Adalet duygusuyla dolu bu bu sözleri duyan Karuizawa’nın Hirata’ya gülümsediğini gördüm bir an. Ama onun gülümsemesini fark ettiğimi görünce, hemen yüz ifadesini değiştirdi.

 “Karuizawa-san, onlara karşı koyamayacak durumdaydın değil mi?”  diye sordu Hirata.

 “Evet….”.  Karuizawa boş boş etrafa bakıyordu net cevap vermekte bile zorlandı.

Rita denen kız ile aralarında geçmişten gelen bir sorun var galiba.

Manabe’gil, zorla özür diletmeye çalıştılar..
Hatta şiddete kadar gitti olay.

Hirata başını salladı.

. “Demek öyle. Bu yüzden bana onu dedin.” Dedi, Hirata.

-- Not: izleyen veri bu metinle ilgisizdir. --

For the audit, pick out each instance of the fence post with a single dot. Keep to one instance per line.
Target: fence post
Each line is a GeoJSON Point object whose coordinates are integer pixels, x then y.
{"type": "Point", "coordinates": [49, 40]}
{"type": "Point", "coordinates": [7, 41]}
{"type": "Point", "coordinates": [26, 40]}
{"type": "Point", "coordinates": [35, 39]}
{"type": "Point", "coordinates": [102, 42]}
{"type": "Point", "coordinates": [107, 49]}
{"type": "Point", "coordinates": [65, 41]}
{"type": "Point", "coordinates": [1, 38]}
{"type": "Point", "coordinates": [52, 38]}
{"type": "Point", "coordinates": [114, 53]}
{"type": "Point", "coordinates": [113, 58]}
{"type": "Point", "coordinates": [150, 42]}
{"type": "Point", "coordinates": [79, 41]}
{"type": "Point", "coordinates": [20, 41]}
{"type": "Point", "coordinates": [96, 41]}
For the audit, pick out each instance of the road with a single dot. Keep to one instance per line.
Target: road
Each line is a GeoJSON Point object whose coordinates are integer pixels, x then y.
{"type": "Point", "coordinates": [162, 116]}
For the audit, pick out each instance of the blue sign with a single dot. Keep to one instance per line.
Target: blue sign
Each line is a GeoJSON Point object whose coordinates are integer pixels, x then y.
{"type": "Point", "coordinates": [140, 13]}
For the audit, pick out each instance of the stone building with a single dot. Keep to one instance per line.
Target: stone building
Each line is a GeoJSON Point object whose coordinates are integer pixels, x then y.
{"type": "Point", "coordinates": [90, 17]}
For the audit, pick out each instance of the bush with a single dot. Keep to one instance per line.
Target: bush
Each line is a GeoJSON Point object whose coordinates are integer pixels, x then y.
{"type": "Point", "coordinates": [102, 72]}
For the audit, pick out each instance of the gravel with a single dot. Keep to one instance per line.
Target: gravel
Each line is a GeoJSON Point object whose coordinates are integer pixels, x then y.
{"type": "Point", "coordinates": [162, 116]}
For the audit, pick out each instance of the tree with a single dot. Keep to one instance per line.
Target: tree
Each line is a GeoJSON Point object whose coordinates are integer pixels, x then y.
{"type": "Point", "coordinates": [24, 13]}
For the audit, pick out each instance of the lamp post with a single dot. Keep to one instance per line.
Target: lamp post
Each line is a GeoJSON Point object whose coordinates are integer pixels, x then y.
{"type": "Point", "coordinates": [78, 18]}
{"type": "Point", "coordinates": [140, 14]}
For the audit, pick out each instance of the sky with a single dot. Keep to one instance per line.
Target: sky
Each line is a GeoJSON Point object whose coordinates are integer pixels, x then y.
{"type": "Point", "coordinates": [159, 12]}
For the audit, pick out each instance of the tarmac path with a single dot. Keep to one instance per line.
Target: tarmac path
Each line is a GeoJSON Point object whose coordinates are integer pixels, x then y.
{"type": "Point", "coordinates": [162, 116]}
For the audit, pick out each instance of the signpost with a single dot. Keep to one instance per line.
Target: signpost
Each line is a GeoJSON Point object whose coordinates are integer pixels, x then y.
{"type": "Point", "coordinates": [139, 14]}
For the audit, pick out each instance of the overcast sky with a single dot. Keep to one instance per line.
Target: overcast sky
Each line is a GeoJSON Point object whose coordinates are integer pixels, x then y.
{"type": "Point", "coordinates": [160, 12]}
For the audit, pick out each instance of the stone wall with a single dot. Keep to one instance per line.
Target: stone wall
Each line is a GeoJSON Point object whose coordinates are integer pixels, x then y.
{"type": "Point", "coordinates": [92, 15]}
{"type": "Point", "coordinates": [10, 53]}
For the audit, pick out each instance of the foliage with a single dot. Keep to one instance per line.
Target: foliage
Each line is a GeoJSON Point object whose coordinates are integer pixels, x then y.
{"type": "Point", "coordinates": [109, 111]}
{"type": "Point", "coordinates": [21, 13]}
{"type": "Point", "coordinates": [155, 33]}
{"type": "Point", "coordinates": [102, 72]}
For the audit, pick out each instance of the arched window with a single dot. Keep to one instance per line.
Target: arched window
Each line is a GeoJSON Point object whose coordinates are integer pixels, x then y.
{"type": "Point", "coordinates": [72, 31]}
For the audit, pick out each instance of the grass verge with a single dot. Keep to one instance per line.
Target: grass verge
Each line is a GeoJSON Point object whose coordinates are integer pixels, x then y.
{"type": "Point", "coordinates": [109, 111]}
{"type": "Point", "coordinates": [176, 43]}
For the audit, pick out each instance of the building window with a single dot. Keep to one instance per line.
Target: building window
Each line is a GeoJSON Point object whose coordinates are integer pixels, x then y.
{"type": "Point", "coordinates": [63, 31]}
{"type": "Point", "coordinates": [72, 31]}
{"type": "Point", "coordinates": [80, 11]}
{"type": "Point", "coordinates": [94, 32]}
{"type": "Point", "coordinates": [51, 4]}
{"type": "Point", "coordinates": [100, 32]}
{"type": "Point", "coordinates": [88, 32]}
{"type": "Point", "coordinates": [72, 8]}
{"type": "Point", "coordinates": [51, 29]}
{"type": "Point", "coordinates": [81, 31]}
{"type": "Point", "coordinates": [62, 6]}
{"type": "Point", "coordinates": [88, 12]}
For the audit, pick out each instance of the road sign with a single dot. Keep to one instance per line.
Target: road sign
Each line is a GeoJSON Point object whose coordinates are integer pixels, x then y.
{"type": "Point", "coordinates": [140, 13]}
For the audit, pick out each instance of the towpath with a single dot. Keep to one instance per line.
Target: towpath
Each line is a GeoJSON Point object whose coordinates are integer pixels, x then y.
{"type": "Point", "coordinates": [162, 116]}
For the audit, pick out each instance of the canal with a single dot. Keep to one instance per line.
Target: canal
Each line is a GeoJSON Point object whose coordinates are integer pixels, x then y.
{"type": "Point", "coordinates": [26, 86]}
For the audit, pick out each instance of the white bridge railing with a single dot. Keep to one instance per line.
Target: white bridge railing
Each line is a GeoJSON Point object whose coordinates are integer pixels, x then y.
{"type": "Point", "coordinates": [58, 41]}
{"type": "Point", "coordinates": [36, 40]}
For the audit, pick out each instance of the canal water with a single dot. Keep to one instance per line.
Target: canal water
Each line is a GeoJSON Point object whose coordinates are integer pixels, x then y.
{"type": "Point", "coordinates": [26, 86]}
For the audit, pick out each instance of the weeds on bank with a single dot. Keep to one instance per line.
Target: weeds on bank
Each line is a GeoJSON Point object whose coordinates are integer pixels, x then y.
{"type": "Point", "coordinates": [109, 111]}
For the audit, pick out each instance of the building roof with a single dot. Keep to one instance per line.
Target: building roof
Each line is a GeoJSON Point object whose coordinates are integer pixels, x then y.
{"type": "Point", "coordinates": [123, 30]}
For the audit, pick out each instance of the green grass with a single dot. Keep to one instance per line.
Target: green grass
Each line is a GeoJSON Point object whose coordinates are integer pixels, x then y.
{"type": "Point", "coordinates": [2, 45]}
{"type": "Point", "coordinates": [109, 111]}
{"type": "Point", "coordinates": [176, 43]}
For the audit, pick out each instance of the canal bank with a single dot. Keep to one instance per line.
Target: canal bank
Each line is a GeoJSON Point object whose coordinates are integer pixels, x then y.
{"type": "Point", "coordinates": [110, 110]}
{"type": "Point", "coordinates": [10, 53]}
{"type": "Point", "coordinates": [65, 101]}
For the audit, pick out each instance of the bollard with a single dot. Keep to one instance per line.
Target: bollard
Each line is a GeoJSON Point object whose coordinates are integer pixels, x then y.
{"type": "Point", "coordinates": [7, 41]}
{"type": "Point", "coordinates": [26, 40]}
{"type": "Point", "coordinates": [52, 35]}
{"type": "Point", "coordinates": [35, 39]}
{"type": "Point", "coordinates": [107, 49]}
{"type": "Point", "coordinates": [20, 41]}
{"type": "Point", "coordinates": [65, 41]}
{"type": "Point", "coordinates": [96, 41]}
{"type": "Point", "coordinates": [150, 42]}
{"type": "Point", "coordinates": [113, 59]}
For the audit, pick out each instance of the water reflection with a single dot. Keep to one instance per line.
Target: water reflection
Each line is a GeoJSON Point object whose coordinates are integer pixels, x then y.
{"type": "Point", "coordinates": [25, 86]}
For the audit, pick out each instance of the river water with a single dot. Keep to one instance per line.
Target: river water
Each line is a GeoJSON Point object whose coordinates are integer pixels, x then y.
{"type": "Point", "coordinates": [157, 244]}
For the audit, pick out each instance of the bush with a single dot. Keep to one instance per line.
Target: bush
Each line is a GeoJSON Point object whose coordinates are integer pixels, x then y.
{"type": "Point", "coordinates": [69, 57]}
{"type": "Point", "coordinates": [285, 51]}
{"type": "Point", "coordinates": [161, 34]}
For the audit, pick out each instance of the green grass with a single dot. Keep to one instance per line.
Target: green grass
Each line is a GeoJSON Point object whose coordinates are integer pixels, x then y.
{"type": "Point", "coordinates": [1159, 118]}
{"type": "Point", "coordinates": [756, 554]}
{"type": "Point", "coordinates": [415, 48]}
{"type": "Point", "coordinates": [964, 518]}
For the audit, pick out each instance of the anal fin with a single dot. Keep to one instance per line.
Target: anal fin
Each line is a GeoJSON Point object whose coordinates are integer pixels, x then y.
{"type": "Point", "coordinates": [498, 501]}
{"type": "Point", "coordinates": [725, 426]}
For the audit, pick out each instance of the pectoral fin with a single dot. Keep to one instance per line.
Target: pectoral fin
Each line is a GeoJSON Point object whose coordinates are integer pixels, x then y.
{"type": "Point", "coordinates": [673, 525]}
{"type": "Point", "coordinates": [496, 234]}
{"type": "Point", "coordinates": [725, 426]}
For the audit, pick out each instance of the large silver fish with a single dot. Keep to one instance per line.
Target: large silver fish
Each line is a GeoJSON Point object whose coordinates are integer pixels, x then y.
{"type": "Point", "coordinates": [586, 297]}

 “Onu derken?”  diye sordum.

 “Karuizawa-san, ona arka çıkıp hakkını aramamı istedi de.”

Vay.. Bu beklediğimden daha farklı bir hal alıyor.

Zarar gören kişinin bakış açısından düşününce, karşı atak şart olur tahminimce.

Zaten Karuizawa, Hirata’nın bu sözlerinden sonra konuşmaya başladı.

“Niye ona bunları anlatıyorsun ki…?” diye sordu,  Hirata’ya.

 “Çünkü sen, eski Karuizawa-san değilsin. Şiddete şiddetle karşılık vermezsin,  Karuizawa-san.” Dedi, Hirata.

 ” Ama ona zarar verdiler. Erkek arkadaşı olarak onu kurtarmak senin görevin diye düşünüyorum.”  Dedim.

“Evet. Ama dişe diş kana kan kafasında değilim ben. Sen de nası birisi olduğumu biliyorsun?” diye vurguladı, Hirata.

Bu ikilinin bu farklı yaklaşımlarına dair hiçbir fikrim yok aslında.  Farklı bir şeyler dönüyor sanki ama bakalım.

 “O zaman bir şeyler düşünelim. Manabe-san ve grubuyla nasıl daha iyi anlaşabileceğimize dair fikir üretelim!” diye düşüncesini paylaştı, Hirata.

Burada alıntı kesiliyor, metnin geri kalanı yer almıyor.